Isto porque, nos últimos anos, o uso das telas (smartphone, computadores) com o intuito de otimizar compras aumentou de forma exponencial, o que de fato, movimentou e aqueceu a economia por meio do comércio eletrônico de produtos e serviços em ambiente digital.
As lojas virtuais, conhecidas como e-commerce, são sem dúvidas a evolução das lojas físicas. As suas atividades são realizadas por meio de contratação de serviços a distância, e muitas empresas utilizam este comércio, como uma ferramenta poderosa de vendas, uma vez que facilita o acesso direto ao consumidor. Vale ainda ressaltar, que com a Pandemia da Covid-19 as transações de compras online ganharam ainda mais espaço entre os consumidores.
Diante desse cenário, a cada venda, ou até mesmo, a cada contato com o consumidor a empresa trata algum tipo de dado pessoal, o que elucida a importância da regulação de questões que afetam a privacidade e a liberdade dos indivíduos.
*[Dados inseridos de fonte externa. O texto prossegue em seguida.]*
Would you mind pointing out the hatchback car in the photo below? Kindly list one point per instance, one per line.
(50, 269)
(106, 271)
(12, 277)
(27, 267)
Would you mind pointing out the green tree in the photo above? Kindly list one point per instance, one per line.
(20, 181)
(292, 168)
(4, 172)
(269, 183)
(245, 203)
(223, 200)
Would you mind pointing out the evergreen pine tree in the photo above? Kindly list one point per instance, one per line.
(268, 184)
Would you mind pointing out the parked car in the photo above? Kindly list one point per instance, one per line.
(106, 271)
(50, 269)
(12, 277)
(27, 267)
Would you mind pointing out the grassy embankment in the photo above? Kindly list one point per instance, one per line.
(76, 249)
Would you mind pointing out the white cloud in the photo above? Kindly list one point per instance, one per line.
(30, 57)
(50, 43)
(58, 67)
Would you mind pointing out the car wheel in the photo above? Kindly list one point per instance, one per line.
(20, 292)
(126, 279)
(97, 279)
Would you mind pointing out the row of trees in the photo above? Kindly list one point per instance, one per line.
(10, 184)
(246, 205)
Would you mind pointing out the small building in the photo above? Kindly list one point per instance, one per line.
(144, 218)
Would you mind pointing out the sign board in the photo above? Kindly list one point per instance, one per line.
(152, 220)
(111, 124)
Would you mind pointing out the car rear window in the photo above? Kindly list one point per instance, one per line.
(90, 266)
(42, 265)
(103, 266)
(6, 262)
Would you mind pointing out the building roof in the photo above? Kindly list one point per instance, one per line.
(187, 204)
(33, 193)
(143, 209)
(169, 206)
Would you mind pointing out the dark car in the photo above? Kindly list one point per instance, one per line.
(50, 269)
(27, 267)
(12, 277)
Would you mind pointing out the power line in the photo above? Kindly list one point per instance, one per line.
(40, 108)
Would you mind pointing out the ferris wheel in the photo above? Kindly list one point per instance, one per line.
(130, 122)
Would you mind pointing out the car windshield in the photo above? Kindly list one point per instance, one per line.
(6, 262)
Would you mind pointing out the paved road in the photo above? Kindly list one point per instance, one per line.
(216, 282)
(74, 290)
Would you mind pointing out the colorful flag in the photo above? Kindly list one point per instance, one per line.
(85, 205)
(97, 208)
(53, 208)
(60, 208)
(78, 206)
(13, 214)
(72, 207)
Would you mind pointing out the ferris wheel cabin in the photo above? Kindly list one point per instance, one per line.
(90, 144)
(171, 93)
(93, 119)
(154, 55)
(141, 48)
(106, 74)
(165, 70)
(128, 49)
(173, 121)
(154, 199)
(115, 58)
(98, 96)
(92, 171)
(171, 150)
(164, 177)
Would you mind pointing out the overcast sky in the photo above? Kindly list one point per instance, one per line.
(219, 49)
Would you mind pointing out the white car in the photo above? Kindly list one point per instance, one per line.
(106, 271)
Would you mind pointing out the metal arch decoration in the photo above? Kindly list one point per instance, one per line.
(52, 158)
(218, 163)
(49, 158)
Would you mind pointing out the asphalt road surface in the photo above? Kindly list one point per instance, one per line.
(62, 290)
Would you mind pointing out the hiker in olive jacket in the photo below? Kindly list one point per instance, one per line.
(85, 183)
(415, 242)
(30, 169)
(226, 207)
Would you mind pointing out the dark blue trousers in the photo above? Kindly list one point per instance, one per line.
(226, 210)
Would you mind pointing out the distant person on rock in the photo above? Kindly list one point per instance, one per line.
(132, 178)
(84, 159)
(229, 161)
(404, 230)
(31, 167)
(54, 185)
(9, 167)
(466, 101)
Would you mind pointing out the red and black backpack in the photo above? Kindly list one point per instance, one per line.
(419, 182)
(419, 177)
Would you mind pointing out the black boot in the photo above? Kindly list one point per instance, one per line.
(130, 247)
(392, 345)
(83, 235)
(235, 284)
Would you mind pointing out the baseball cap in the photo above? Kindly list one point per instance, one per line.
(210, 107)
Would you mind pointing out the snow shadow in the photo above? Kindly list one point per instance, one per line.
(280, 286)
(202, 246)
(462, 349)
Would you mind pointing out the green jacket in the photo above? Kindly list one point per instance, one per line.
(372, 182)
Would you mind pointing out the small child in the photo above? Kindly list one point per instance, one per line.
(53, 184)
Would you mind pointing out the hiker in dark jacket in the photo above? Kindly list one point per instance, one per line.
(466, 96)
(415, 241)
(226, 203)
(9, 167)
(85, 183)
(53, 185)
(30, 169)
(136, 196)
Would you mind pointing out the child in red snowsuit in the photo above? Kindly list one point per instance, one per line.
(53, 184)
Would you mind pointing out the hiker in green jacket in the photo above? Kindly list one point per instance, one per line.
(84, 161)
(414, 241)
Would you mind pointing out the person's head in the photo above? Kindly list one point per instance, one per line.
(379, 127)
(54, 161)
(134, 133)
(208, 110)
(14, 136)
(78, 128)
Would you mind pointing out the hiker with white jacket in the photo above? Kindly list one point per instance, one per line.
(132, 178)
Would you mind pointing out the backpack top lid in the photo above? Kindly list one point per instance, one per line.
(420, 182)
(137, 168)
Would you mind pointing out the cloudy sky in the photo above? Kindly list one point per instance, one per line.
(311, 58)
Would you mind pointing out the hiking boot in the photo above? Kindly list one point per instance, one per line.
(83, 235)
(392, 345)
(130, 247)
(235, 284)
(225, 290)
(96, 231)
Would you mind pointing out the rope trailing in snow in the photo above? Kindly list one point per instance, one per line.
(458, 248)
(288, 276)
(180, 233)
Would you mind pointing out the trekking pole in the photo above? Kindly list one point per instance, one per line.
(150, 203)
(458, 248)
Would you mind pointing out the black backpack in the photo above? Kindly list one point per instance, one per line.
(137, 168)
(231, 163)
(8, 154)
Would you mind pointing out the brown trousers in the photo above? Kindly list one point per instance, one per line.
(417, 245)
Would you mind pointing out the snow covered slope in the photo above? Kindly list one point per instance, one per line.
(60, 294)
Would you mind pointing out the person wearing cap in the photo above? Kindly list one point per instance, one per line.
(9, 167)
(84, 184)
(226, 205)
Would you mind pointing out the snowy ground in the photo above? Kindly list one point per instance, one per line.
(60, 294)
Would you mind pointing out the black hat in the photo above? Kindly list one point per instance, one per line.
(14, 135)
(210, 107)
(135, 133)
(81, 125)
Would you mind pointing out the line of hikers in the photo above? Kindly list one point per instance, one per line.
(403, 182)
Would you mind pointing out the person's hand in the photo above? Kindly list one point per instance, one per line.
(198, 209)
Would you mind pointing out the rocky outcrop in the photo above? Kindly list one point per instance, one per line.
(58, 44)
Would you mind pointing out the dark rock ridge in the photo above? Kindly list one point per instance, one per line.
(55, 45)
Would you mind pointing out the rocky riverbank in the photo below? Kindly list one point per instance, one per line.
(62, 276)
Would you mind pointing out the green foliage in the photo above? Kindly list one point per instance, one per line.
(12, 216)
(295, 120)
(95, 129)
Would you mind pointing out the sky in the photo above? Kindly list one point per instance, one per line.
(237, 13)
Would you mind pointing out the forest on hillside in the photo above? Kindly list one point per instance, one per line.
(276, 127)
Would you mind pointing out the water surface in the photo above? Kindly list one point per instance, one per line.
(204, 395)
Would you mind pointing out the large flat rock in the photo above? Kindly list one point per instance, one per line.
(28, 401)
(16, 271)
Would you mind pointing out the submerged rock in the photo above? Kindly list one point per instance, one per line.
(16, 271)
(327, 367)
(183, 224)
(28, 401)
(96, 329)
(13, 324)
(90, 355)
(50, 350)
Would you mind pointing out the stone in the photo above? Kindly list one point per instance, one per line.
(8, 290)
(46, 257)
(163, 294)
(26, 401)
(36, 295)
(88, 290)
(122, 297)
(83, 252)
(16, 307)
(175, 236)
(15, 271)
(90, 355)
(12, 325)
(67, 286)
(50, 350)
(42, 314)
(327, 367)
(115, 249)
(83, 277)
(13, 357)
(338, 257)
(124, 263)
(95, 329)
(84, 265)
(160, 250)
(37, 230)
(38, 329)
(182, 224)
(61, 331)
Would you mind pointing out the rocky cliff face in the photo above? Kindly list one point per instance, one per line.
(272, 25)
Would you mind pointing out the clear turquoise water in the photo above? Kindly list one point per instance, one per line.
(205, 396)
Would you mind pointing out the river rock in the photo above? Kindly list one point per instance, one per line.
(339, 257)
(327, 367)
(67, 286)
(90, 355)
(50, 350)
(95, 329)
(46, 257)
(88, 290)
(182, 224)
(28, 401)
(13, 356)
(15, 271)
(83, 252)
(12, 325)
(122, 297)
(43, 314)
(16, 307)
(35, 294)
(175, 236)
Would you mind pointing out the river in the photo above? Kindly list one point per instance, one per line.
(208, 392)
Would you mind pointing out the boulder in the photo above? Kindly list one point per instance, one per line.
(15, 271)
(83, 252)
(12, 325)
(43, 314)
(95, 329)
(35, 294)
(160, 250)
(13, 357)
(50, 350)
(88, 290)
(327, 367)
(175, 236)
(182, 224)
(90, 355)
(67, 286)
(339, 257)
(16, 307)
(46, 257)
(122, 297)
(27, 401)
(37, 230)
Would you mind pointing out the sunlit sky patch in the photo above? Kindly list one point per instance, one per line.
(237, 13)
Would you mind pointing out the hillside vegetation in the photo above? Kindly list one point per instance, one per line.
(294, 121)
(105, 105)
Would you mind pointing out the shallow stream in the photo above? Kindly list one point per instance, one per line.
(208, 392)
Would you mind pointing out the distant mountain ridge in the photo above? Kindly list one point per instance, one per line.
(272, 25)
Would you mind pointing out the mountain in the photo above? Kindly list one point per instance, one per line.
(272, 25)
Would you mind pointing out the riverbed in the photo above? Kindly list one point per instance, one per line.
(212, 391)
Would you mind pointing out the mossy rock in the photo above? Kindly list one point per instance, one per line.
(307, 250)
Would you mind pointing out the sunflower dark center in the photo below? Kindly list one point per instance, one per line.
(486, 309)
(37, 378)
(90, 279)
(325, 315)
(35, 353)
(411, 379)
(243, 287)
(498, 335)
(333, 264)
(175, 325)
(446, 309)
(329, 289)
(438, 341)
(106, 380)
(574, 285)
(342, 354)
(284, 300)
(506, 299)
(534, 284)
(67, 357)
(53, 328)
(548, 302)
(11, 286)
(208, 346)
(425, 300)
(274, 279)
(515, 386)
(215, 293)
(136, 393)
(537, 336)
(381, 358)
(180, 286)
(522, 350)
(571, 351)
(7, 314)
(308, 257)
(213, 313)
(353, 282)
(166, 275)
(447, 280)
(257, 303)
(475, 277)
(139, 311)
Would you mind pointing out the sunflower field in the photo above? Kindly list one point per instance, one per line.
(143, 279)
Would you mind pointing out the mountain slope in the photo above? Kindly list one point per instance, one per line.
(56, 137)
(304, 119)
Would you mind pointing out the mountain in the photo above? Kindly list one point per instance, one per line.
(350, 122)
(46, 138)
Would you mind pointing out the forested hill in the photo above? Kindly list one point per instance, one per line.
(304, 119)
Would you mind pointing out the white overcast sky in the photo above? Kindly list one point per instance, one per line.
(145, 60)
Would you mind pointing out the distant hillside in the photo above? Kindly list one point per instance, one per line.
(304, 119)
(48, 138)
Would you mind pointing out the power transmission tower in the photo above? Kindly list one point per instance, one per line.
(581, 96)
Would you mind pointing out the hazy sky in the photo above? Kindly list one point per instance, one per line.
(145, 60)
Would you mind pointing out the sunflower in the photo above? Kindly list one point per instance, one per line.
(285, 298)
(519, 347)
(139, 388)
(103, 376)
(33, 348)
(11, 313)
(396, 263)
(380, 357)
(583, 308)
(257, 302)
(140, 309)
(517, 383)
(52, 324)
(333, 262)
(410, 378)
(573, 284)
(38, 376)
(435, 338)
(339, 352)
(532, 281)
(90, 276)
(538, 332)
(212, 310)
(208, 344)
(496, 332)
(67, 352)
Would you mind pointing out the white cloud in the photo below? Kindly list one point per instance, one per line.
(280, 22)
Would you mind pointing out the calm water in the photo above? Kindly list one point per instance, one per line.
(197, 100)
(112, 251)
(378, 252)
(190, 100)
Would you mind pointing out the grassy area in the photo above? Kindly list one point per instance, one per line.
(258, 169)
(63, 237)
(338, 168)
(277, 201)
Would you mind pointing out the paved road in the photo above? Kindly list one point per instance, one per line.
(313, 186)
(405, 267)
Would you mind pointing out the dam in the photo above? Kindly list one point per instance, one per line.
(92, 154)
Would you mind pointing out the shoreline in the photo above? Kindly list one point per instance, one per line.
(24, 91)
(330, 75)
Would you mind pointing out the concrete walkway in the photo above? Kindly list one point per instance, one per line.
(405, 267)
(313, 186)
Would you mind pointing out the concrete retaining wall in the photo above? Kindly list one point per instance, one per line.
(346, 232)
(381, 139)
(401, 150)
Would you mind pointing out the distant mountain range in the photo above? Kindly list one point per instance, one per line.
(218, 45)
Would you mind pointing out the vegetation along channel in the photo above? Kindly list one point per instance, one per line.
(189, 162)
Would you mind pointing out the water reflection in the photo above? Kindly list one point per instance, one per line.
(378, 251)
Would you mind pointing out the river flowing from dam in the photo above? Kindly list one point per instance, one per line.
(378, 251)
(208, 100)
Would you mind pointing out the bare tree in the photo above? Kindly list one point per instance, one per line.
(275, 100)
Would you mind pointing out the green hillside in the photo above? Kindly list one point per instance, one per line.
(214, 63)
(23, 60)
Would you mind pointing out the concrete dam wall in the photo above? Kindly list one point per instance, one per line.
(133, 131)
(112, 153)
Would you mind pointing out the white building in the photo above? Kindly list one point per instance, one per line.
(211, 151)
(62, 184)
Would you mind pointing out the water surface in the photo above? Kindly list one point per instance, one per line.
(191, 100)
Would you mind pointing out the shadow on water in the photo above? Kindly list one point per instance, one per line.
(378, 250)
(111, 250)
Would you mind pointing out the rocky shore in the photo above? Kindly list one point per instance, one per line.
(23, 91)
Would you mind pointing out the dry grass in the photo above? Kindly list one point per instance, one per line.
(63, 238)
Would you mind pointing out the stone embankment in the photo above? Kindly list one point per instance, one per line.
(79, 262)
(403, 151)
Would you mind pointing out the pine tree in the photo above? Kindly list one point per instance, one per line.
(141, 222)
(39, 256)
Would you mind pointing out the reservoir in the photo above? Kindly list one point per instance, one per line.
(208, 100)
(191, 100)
A legislação brasileira de proteção de dados visa garantir a manipulação de dados sob a ótica dos direitos dos titulares por um aspecto de autoderminação em que não restam dúvidas que o dono do dado é o próprio titular, ou seja, é o protagonista das suas informações.
Diante desta premissa, é importante observar que os dados pessoais estão diretamente atrelados ao aquecimento econômico, pois quanto maior o volume dados pessoais, mais preciso é o conhecimento do consumidor, e consequentemente maiores são as chances de realização de negócios e fidelização daquele cliente.
Contudo, o texto da LGPD preconiza o desenvolvimento econômico e tecnológico, a inovação, a livre iniciativa e concorrência e a defesa do consumidor sem prejudicar a empresa. A Lei não pretende inviabilizar negócios, tampouco ser um gerador de gastos para os empresários. Pelo contrário, a adequação a LGPD pode ser uma aliada, bem como um ativo econômico.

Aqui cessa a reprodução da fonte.